Cauliflower and Tomatoes with Caperberries and Black Olives with Parsley Salad

(from kylerhea’s recipe box)

Source: Ann Burrell from FoodNetwork

Categories: July2010, cauliflower, side dish, tomatoes, vegetables

Ingredients

  • Extra-virgin olive oil
  • 1 large onion, finely diced
  • Kosher salt
  • Pinch crushed red pepper flakes
  • 4 cloves garlic, minced
  • 1 (28-ounce) can Italian plum tomatoes, passed through a food mill
  • Water
  • 1 large head cauliflower, coarsely chopped
  • 1 lemon, zested
  • 1/4 cup slivered Gaeta or kalamata olives
  • 1/4 cup sliced caperberries, cut into thin rounds

Directions

  1. For the stew:

  2. Coat a large saucepan with olive oil. Add the onions and bring to a medium heat. Add a generous pinch of salt and a small pinch of crushed red pepper. Cook for 5 to 7 minutes or until the onions look wilted and cooked but do not have any color. Add the garlic and cook for another 2 to 3 minutes. Stir in the tomatoes and 3/4 of a can of water, and season with salt. Bring the mixture to a boil, reduce to a simmer and cook for 20 to 30 minutes. Taste, it should taste good.

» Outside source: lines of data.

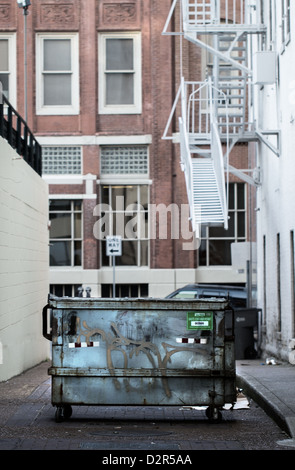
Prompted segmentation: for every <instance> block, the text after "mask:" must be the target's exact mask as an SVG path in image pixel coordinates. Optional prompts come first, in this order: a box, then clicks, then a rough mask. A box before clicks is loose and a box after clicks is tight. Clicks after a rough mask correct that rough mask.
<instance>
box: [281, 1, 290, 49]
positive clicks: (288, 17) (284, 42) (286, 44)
mask: <svg viewBox="0 0 295 470" xmlns="http://www.w3.org/2000/svg"><path fill="white" fill-rule="evenodd" d="M281 9H282V25H281V27H282V50H284V47H285V46H286V45H287V44H288V43H289V42H290V39H291V0H281Z"/></svg>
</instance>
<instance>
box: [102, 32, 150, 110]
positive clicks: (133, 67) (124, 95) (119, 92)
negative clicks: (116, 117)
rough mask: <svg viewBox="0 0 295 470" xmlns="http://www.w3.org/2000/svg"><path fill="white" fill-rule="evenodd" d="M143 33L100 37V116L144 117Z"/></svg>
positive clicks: (122, 34) (104, 35)
mask: <svg viewBox="0 0 295 470" xmlns="http://www.w3.org/2000/svg"><path fill="white" fill-rule="evenodd" d="M141 106H142V104H141V36H140V33H112V34H111V33H110V34H100V35H99V112H100V113H101V114H140V113H141Z"/></svg>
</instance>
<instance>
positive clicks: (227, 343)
mask: <svg viewBox="0 0 295 470" xmlns="http://www.w3.org/2000/svg"><path fill="white" fill-rule="evenodd" d="M49 315H50V318H51V331H48V330H49ZM225 315H227V316H228V315H229V316H230V317H231V318H232V321H231V325H232V328H227V329H226V328H225ZM43 336H44V337H45V338H47V339H48V340H50V341H52V365H51V367H50V368H49V370H48V373H49V375H51V377H52V396H51V399H52V405H53V406H55V407H56V413H55V417H56V421H57V422H60V421H62V420H63V419H65V418H68V417H70V416H71V413H72V405H108V406H109V405H161V406H163V405H165V406H166V405H181V406H183V405H192V406H206V407H208V408H207V412H206V414H207V416H208V418H210V419H213V420H219V419H220V418H221V412H220V410H221V408H222V407H223V406H224V404H225V403H231V404H233V403H235V401H236V386H235V377H236V371H235V354H234V321H233V311H232V309H230V307H229V305H228V302H227V301H225V300H224V299H223V300H217V299H215V300H214V301H212V300H210V299H209V300H207V299H206V300H205V299H204V300H180V299H177V300H176V299H169V300H165V299H158V300H157V299H156V300H155V299H95V298H68V297H60V298H59V297H55V296H52V295H50V296H49V299H48V304H47V305H46V306H45V307H44V309H43Z"/></svg>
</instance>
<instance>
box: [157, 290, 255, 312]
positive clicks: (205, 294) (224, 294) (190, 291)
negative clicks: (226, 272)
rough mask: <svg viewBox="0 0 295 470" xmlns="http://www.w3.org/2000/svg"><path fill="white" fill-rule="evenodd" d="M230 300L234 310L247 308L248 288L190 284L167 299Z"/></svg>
mask: <svg viewBox="0 0 295 470" xmlns="http://www.w3.org/2000/svg"><path fill="white" fill-rule="evenodd" d="M206 298H207V299H208V298H225V299H229V301H230V303H231V305H232V307H233V308H245V307H247V288H246V287H239V286H223V285H219V284H188V285H186V286H184V287H181V288H180V289H177V290H176V291H174V292H172V293H171V294H169V295H168V296H167V297H166V299H206Z"/></svg>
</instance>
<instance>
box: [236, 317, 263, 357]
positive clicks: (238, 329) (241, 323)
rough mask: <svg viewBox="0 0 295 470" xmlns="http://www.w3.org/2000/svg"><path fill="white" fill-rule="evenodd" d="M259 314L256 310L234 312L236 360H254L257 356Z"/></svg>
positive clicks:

  3. Bring a pot of water to a boil over medium heat and season it generously with salt. It should taste like the ocean. Add the cauliflower, let the water come to a rolling boil and cook the cauliflower for an additional 5 to 7 minutes. When done it should be really soft and almost falling apart. Strain the cauliflower and add it to the tomato mixture. Cook the cauliflower in the tomato sauce until the cauliflower has completely broken up and the sauce clings to the cauliflower, about 20 to 30 minutes. Taste to see if the seasoning needs to be adjusted. Stir in the lemon zest, olives and caperberries. Reserve. (This can totally be done ahead, it actually gets better when it IS done ahead. But it is still really good when made to order.)